Это выглядело как призыв к действию: ни одного свидетеля, дерзкая девушка, полулежащая на подушках, ее чуть затуманенный взгляд.

– В самом деле? – Ричард опустился на колени, наклоняясь над ней и заставляя откинуться назад. – А может, Кристофер? – Ее вздымающаяся от волнения грудь притягивала его, и он поцеловал верх лифа, не в силах сдержаться.

– Мистер Эванс! – охнула девушка, прижав руки к груди.

Как ему хотелось сорвать ее лиф, обнажить полную грудь, которую он видел в ту ночь у пруда! Вместо этого Ричард коснулся губами ее ключицы, заставив девушку поначалу испуганно забиться, а затем запрокинуть голову, подставляя обнаженную шею его поцелуям.

– Ах, Дженевив, в тебе совсем нет стыда, – прошептал Ричард негромко ей на ухо. – Позволять такие непристойные вещи человеку, с которым общаешься только официально.

– Непристойные… – эхом выдохнула девушка.

– Мне остановиться?

– Остановиться? – Ее пальцы вцепились в его плечи. Веки были полуприкрыты.

Ричард чуть откинулся назад, рассматривая ее. Несмотря на сильнейшее желание, он не мог подавить чувство острого триумфа, когда глядел в ее затуманенные глаза.

Если бы Дженевив видела в этот момент его волчий оскал, она бы забилась в его руках, как птичка, попавшая в силки.

– Так как меня зовут?

Ричард и сам не понимал, зачем хочет услышать имя… чужое, не принадлежащее ему имя, слетающее с ее губ. Возможно, это означало бы полную капитуляцию строгой, уверенной в себе дочери викария.

– Боже, как вы упрямы, – прошептала Дженевив, когда он снова прошелся губами по ее ключице.
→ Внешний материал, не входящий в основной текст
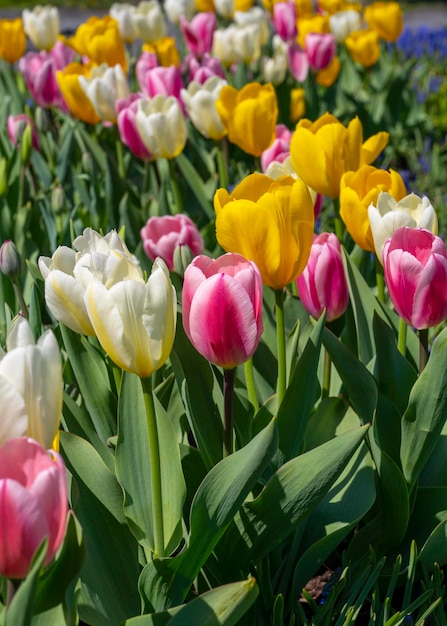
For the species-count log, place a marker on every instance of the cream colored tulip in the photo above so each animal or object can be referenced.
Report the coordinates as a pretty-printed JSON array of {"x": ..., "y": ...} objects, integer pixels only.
[
  {"x": 30, "y": 385},
  {"x": 42, "y": 26},
  {"x": 135, "y": 320},
  {"x": 200, "y": 104},
  {"x": 389, "y": 215}
]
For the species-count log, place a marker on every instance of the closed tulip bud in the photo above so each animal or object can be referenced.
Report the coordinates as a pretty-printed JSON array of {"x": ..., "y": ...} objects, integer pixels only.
[
  {"x": 33, "y": 504},
  {"x": 360, "y": 189},
  {"x": 10, "y": 261},
  {"x": 388, "y": 214},
  {"x": 222, "y": 308},
  {"x": 270, "y": 222},
  {"x": 162, "y": 235},
  {"x": 30, "y": 385},
  {"x": 322, "y": 151},
  {"x": 415, "y": 268},
  {"x": 249, "y": 115},
  {"x": 322, "y": 285}
]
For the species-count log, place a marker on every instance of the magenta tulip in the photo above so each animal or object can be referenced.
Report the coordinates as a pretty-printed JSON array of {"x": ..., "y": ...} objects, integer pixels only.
[
  {"x": 320, "y": 50},
  {"x": 198, "y": 33},
  {"x": 162, "y": 235},
  {"x": 222, "y": 308},
  {"x": 33, "y": 504},
  {"x": 323, "y": 284},
  {"x": 415, "y": 268},
  {"x": 127, "y": 126}
]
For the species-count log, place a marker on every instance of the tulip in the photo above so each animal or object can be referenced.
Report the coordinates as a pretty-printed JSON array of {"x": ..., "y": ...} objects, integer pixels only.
[
  {"x": 33, "y": 504},
  {"x": 222, "y": 308},
  {"x": 320, "y": 50},
  {"x": 198, "y": 33},
  {"x": 415, "y": 268},
  {"x": 269, "y": 222},
  {"x": 357, "y": 191},
  {"x": 363, "y": 46},
  {"x": 103, "y": 87},
  {"x": 100, "y": 40},
  {"x": 386, "y": 18},
  {"x": 161, "y": 125},
  {"x": 322, "y": 285},
  {"x": 73, "y": 94},
  {"x": 162, "y": 235},
  {"x": 386, "y": 215},
  {"x": 322, "y": 151},
  {"x": 249, "y": 115},
  {"x": 127, "y": 126},
  {"x": 12, "y": 40},
  {"x": 134, "y": 320},
  {"x": 200, "y": 104},
  {"x": 42, "y": 25},
  {"x": 30, "y": 385}
]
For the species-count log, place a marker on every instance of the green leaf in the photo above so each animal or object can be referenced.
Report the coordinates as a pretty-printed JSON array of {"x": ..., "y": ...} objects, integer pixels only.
[
  {"x": 426, "y": 414},
  {"x": 165, "y": 582},
  {"x": 133, "y": 450}
]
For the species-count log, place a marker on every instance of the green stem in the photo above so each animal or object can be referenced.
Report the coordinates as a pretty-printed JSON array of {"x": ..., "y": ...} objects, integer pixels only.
[
  {"x": 402, "y": 337},
  {"x": 423, "y": 348},
  {"x": 228, "y": 410},
  {"x": 250, "y": 382},
  {"x": 154, "y": 451},
  {"x": 281, "y": 343}
]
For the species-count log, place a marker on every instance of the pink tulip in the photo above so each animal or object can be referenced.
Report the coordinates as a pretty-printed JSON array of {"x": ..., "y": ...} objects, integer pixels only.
[
  {"x": 320, "y": 50},
  {"x": 415, "y": 267},
  {"x": 198, "y": 33},
  {"x": 279, "y": 150},
  {"x": 14, "y": 122},
  {"x": 33, "y": 504},
  {"x": 162, "y": 235},
  {"x": 222, "y": 308},
  {"x": 323, "y": 284},
  {"x": 284, "y": 20},
  {"x": 127, "y": 126}
]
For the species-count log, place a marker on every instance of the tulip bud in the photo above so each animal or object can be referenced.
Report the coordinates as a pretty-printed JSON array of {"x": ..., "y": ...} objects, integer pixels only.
[{"x": 10, "y": 261}]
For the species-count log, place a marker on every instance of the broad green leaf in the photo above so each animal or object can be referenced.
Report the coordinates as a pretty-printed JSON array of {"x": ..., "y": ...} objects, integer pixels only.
[
  {"x": 165, "y": 582},
  {"x": 133, "y": 450},
  {"x": 109, "y": 577},
  {"x": 426, "y": 414}
]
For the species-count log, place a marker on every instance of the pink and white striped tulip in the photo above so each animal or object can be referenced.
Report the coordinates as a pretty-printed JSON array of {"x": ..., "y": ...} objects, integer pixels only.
[
  {"x": 415, "y": 268},
  {"x": 222, "y": 308},
  {"x": 323, "y": 284},
  {"x": 33, "y": 504}
]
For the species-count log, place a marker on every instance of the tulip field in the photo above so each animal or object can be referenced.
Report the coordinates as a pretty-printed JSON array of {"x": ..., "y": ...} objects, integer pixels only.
[{"x": 223, "y": 305}]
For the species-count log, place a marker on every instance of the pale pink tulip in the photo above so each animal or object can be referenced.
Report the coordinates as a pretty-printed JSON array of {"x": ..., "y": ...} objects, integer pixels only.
[
  {"x": 33, "y": 504},
  {"x": 415, "y": 268},
  {"x": 162, "y": 235},
  {"x": 323, "y": 284},
  {"x": 222, "y": 308}
]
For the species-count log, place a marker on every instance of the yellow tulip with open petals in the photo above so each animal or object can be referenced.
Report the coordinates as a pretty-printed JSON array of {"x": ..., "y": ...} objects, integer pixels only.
[
  {"x": 270, "y": 222},
  {"x": 249, "y": 115},
  {"x": 322, "y": 151},
  {"x": 360, "y": 189}
]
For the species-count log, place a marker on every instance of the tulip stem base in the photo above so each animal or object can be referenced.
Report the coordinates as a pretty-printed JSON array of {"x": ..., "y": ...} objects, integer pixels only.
[
  {"x": 228, "y": 410},
  {"x": 281, "y": 343},
  {"x": 154, "y": 450}
]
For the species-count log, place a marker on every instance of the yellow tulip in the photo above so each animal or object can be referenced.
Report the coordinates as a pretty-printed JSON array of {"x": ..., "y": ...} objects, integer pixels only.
[
  {"x": 100, "y": 40},
  {"x": 360, "y": 189},
  {"x": 12, "y": 40},
  {"x": 322, "y": 151},
  {"x": 73, "y": 94},
  {"x": 249, "y": 115},
  {"x": 386, "y": 18},
  {"x": 363, "y": 46},
  {"x": 268, "y": 222}
]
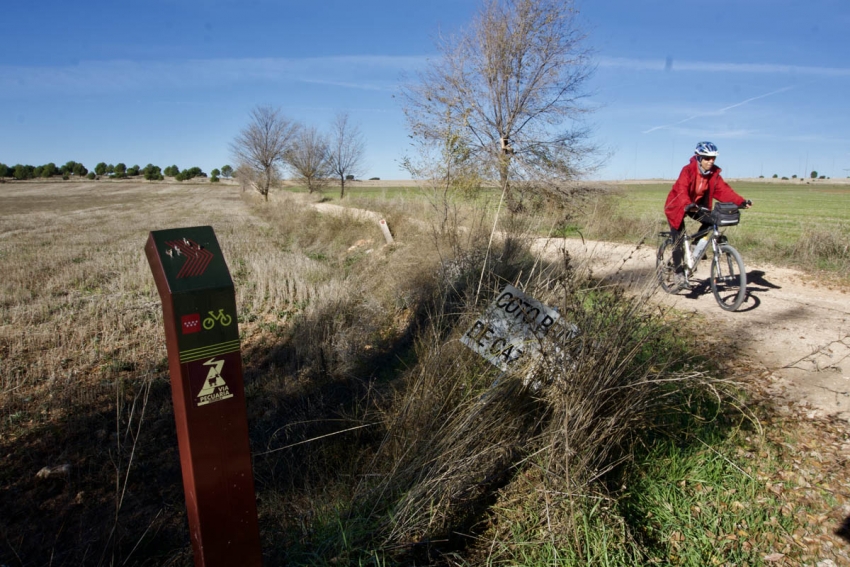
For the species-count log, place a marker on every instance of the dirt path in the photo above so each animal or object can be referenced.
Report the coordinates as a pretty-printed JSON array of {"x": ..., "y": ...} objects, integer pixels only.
[{"x": 796, "y": 329}]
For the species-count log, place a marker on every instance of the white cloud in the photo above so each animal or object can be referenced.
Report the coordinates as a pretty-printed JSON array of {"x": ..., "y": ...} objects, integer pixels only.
[
  {"x": 673, "y": 65},
  {"x": 94, "y": 77},
  {"x": 717, "y": 112}
]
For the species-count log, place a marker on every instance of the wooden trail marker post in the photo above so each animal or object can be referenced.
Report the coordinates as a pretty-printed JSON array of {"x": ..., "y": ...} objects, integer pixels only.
[{"x": 205, "y": 362}]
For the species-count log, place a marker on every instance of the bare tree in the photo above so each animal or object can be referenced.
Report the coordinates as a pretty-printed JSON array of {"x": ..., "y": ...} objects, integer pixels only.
[
  {"x": 308, "y": 159},
  {"x": 260, "y": 147},
  {"x": 507, "y": 92},
  {"x": 346, "y": 150}
]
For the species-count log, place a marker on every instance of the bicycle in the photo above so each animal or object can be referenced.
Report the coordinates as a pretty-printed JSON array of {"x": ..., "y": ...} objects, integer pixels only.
[
  {"x": 222, "y": 318},
  {"x": 728, "y": 278}
]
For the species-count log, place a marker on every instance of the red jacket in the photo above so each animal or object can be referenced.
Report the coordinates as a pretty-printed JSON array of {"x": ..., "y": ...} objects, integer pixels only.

– Это ты упряма сверх всякой меры. Ты позволяешь мне целовать себя, но цепляешься за идиотские светские манеры.

Она открыла глаза.

– То есть вы вот-вот начнете грести к берегу?

Ричард выругался:

– Черт побери твое упрямство, Дженевив!

Она рассмеялась низким, хрипловатым голосом, от которого кровь бросилась ему в голову. Глядя ему прямо в глаза, Дженевив произнесла:

– Тогда не прекращай целовать меня, Кристофер.

Глава 18

Лицо Ричарда прояснилось. Он притянул к себе Дженевив, и ее взволнованный трепет как по волшебству передался ему. Прижавшись к ее губам своими, Ричард едва не застонал.
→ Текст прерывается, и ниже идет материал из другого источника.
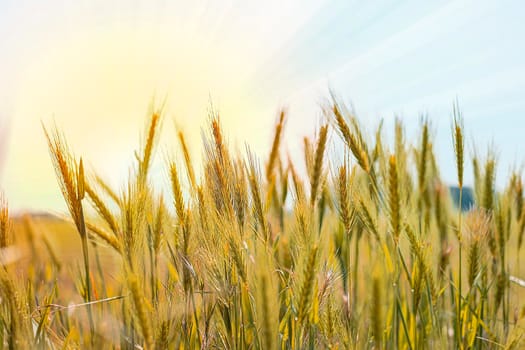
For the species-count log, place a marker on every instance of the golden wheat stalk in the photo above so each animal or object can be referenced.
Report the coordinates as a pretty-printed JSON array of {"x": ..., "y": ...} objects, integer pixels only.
[{"x": 318, "y": 164}]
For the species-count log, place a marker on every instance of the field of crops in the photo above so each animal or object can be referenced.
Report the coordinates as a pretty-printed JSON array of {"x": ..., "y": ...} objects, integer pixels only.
[{"x": 246, "y": 252}]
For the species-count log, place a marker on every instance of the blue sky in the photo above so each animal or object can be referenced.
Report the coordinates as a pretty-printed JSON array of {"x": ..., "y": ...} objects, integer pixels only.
[{"x": 93, "y": 66}]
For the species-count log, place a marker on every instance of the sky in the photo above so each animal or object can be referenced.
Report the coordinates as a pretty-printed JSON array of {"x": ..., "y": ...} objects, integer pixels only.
[{"x": 94, "y": 68}]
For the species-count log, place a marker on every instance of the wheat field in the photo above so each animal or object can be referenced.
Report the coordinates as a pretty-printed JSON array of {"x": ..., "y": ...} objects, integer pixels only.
[{"x": 246, "y": 252}]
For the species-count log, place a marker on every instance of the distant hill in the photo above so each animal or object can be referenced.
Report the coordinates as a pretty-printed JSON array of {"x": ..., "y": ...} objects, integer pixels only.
[{"x": 467, "y": 200}]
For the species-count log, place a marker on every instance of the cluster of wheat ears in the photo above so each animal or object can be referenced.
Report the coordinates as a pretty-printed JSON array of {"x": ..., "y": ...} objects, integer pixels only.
[{"x": 367, "y": 253}]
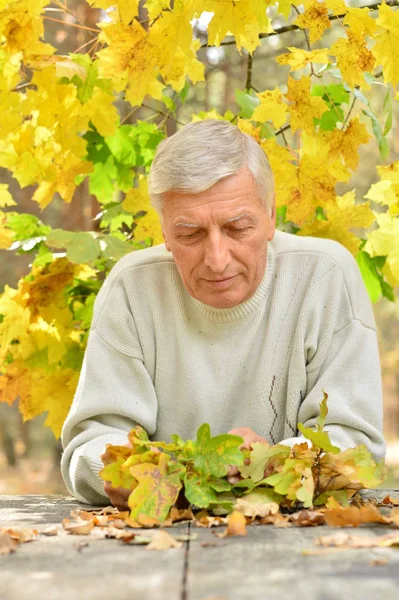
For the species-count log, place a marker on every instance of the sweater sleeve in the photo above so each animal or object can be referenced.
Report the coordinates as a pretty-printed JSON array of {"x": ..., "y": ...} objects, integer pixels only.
[
  {"x": 344, "y": 362},
  {"x": 115, "y": 392}
]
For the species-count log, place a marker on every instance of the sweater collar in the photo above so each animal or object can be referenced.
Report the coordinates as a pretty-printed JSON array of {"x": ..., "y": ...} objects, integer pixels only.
[{"x": 241, "y": 311}]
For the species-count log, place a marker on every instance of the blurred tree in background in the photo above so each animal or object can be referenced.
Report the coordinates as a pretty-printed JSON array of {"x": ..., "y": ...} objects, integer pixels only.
[{"x": 88, "y": 89}]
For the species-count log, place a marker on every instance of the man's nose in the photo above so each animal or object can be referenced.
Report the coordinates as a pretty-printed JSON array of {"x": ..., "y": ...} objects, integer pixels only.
[{"x": 217, "y": 253}]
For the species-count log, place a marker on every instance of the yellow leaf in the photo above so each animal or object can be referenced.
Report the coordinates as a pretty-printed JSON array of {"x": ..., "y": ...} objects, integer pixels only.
[
  {"x": 271, "y": 108},
  {"x": 298, "y": 58},
  {"x": 21, "y": 28},
  {"x": 245, "y": 20},
  {"x": 343, "y": 214},
  {"x": 155, "y": 7},
  {"x": 386, "y": 49},
  {"x": 130, "y": 61},
  {"x": 149, "y": 226},
  {"x": 304, "y": 108},
  {"x": 315, "y": 18},
  {"x": 353, "y": 59},
  {"x": 360, "y": 21},
  {"x": 5, "y": 197},
  {"x": 127, "y": 9},
  {"x": 137, "y": 199},
  {"x": 102, "y": 112},
  {"x": 284, "y": 171},
  {"x": 385, "y": 241}
]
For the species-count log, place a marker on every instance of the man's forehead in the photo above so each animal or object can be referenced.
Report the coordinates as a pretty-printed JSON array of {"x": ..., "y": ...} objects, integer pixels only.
[{"x": 185, "y": 221}]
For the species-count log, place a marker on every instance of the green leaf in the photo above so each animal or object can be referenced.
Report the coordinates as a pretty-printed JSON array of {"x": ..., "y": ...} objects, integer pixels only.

Девушка ответила на поцелуй не сразу, замерла на мгновение, затрепетала, а затем всем телом подалась вперед, вцепилась в его волосы, застонала.

В первый раз, когда Кристофер Эванс целовал ее ночью у пруда, она не смогла открыться полностью, испугавшись слишком интенсивного вторжения. На этот раз сомнения покинули ее. Никогда прежде Дженевив не желала мужских прикосновений и ласк так страстно и поэтому совершенно забыла о том, что умеет сопротивляться.

Язык его скользнул беспрепятственно между ее губами, нырнул внутрь, поднимая беспокойную волну возбуждения в животе. Дженевив опрокинулась на подушки, и тело Кристофера последовало за ней, накрыв собой.

Что-то плотное ткнулось ей в живот, и девушка приподняла навстречу бедра, догадываясь смутно, что прижимается к ней. Низкий хриплый стон стал ответом на ее движение. Его губы танцевали на ее губах волшебный танец, отступая, дразня, захватывая и сдаваясь на милость. Это было как музыка, только слаще, горячее.

Сначала робко, потом с растущей уверенностью Дженевив провела руками по его груди, погладила широкие плечи. Такие сильные, подумалось ей. Сильные и мужественные, так непохожие на хрупкие женские плечи. Страсть пьянила ее, ладони обнимали шею, двигались по спине Ричарда. Под его тонкой рубашкой играли крепкие мышцы, ложбинка позвоночника переходила в упругие ягодицы.